Between the end of childhood and the beginning of adolescence, there is a critical window of time called “peripuberty . ” This transition period involves developmental changes in both adipose tissue and the brain, where both can be reprogrammed through exposure to stress, which can lead to long-lasting changes in the size and composition of fat cells (adipocytes), as well as in the change of social behavior.
In a new study, scientists led by Professor Carmen Sandi from EPFL found that stress during the peripubertal period leads to an increase in adipose tissue in the individual’s body. Although previous studies have demonstrated this connection, there has been little in the way of identifying a biological link between the increase in adipose tissue observed in peripuberty and social decline.
The study is published in Science Advances .
“We know that stress can induce psychopathologies, including depression,” says Sandi. “Some of the characteristic behavioral changes you see in depression are alterations in the individual’s sociability, which means that some depressed people tend to be more withdrawn, a bit socially avoidant; some may even develop social anxiety.”
Stress, sociability and mice.
In the study, Sandi’s group discovers two ideas in the field:
- First, that peripubertal stress leads to an increase in adipose tissue and reduces sociability at the same time.
- Secondly, how the two change phenomena are biologically related.
“We explored whether alterations in fat composition – induced by stress in the first years of life – could be responsible for inducing changes in the brain that would ultimately cause long-term alterations in social behavior,” he says. Sandi.
To study peripubertal stress, researchers needed a model. They turned to mice , within the peripubertal age window, and exposed them to chronic, unpredictable stress. A study of their body composition revealed an overall increase in fat mass and larger adipocytes.
Upon reaching adulthood, the mice were tested on social tasks. Male mice showed a decline in lifelong sociability as their adipose tissue increased, but interestingly, females showed no such effect. But whether or not there is a sex-dependent difference in other psychobiological adaptations is something Sandi’s group will study in the future.
“What we focused on here was the reduction in sociability that you see in depression,” Sandi says. "We also know from epidemiological studies in humans, that it may be related to early life stress: peripubertal stress, which can program people to be less social."
The NAD+ Connection
The researchers then set out to identify the underlying biology. A series of tests pointed to a specific enzyme called adipokine nicotinamide phosphoribosyltransferase (NAMPT), which is known to be involved in some of the pathological metabolic problems caused by obesity.
In the body, NAMPT exists in two forms: An intracellular form, which regulates the production of nicotinamide adenine dinucleotide (NAD+), a molecule important for energy generation in the cell. In its extracellular form (eNAMPT), the enzyme is present in the blood.
Stress in the brain
The researchers found that mice that had been stressed in peripuberty showed a decrease in the amount of NAMPT in fat cells and, consequently, eNAMPT in the blood in adulthood compared to non-stressed mice.
By looking at the nucleus accumbens , a brain region that regulates motivated behaviors, in both healthy "control" and socially disabled mice, the researchers identified lower levels of NAD+ and problems with the enzyme Sirtuin-1, an enzyme which depends on NAD+ to regulate the expression of genes involved in helping the cell regulate itself in response to stressors.

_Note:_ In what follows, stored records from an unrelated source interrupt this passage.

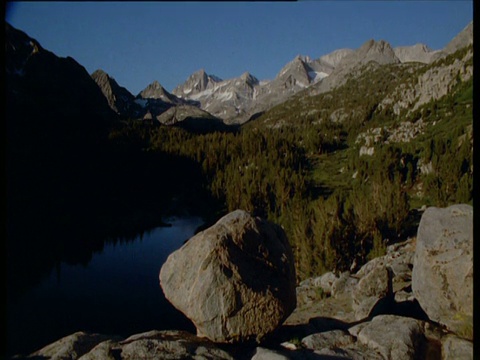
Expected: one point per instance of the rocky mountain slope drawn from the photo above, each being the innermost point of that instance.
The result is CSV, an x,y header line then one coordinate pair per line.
x,y
156,103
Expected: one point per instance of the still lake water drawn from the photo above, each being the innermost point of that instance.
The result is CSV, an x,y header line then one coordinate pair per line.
x,y
117,292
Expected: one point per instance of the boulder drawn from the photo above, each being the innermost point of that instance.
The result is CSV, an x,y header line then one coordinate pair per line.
x,y
370,290
442,276
394,337
454,348
172,345
267,354
235,280
327,339
106,350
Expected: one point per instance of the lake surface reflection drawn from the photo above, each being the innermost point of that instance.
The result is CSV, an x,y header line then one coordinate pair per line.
x,y
117,292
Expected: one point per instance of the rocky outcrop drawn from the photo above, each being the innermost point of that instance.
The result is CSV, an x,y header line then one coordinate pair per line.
x,y
454,348
328,328
119,99
442,279
394,337
75,346
416,53
235,280
463,39
156,91
370,290
191,118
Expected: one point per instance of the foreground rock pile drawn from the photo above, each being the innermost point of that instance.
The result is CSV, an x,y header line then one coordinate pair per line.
x,y
415,302
235,280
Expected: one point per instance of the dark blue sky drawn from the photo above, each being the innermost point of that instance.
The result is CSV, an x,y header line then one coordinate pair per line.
x,y
139,42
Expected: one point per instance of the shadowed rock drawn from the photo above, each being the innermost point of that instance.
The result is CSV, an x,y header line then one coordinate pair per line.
x,y
442,278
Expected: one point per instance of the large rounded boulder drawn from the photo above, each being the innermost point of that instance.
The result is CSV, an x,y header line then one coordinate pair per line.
x,y
235,280
442,277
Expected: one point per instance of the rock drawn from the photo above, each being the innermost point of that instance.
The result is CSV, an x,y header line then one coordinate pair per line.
x,y
267,354
104,351
326,282
71,347
170,345
454,348
351,352
371,288
344,284
235,280
327,339
355,329
442,277
394,337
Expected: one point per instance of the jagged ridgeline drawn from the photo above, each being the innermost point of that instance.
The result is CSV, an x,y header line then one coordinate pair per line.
x,y
345,171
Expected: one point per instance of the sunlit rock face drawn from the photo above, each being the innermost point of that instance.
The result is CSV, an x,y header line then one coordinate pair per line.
x,y
442,278
235,280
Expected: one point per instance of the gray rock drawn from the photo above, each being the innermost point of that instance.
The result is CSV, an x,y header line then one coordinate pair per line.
x,y
71,347
371,288
168,345
442,278
326,282
351,352
454,348
344,284
235,280
267,354
327,339
394,337
418,53
355,329
103,351
462,39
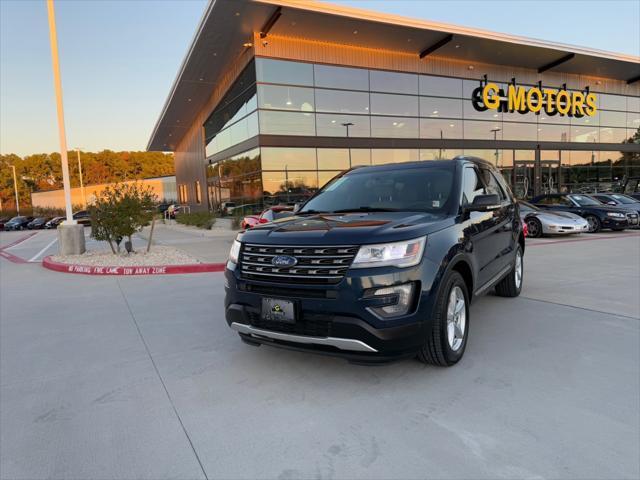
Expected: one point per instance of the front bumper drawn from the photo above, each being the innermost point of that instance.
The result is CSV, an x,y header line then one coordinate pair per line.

"Given that peripubertally stressed mice had less NAD+, we tested whether the effects we saw on sociability involved the actions of Sirtuin-1," Sandi says. “prolonged changes at multiple levels that link fat to brain function and behavior.”

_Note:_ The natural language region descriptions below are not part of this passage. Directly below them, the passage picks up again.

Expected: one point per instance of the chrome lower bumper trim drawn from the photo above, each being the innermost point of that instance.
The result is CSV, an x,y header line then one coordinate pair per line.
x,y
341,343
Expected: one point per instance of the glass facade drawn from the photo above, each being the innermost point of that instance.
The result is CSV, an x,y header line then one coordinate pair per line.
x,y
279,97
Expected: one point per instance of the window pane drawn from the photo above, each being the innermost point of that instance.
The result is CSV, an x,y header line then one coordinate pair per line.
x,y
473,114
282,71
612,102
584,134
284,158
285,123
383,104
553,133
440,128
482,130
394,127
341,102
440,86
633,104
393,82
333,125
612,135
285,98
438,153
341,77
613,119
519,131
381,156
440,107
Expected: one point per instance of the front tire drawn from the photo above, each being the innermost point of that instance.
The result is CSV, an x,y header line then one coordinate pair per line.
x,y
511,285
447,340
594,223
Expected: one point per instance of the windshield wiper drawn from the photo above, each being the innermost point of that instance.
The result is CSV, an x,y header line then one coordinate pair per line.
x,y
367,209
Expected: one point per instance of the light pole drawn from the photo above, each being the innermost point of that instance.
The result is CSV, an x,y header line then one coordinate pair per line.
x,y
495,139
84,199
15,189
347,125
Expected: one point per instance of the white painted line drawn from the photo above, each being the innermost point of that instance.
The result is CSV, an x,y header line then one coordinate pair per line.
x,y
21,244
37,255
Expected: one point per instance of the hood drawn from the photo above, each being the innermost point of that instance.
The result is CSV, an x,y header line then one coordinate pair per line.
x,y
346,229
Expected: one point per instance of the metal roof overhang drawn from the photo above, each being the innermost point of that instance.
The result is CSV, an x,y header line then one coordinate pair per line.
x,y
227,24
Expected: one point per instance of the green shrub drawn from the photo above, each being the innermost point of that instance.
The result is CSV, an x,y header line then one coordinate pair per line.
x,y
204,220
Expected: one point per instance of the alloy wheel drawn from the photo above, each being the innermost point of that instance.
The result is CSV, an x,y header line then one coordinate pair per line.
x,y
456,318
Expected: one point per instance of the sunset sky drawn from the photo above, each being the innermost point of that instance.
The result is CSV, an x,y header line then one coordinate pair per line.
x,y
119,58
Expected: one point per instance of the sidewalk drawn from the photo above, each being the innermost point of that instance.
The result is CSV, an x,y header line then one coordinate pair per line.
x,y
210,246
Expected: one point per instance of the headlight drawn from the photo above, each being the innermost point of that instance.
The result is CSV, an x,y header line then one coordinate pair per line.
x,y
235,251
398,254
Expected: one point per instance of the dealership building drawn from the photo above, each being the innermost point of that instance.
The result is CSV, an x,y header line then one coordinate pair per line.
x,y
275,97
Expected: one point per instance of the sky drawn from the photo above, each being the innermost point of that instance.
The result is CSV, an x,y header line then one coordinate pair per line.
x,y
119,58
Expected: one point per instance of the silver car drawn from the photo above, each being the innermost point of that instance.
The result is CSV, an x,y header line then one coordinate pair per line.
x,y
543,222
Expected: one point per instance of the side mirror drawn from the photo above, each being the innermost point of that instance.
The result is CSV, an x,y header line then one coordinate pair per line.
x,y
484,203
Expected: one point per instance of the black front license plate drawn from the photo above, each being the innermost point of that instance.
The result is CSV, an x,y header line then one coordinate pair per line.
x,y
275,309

NAD+ enhancers: a solution?
“Peripubertal stress leads to reduced levels of NAMPT in adipose tissue and eNAMPT in the blood,” says Sandi. "The latter was related to a reduction in NAD+ in the nucleus accumbens, where we found reduced NAD-dependent Sirtuin-1 activity." The group found that this impairment affects the function of the medium spiny neurons of the nucleus accumbens and ultimately promotes a reduction in sociability.
Having implicated the NAD+/Sirtuin-1 pathway in the nucleus accumbens, the team sought to see if they could help protect against the impact of peripubertal stress in mice. They did this in two ways: by normalizing blood levels of eNAMPT or by feeding the mice nicotinamide mononucleotide (NMN), an NAD+ booster. Both approaches worked, preventing both deficiencies in sociability and alterations in neuronal excitability of the nucleus accumbens.
But are NAD+ boosters, which are popular in the US and EU, but not on the Swiss market, a solution to treating the social impact of stress that is increasingly seen in young people today? Sandi is cautious: “We have to be careful because we applied nutritional treatments in our study in adulthood,” she says. “We are not saying that stressed children or adolescents should take NMN; It will be important to first look at whether they have reduced plasma levels of NMN or eNAMPT, and perform specific studies to see the effectiveness of this approach for younger populations. “So what makes sense is to restore low metabolic levels, not treat everyone the same if there is no biological reason.”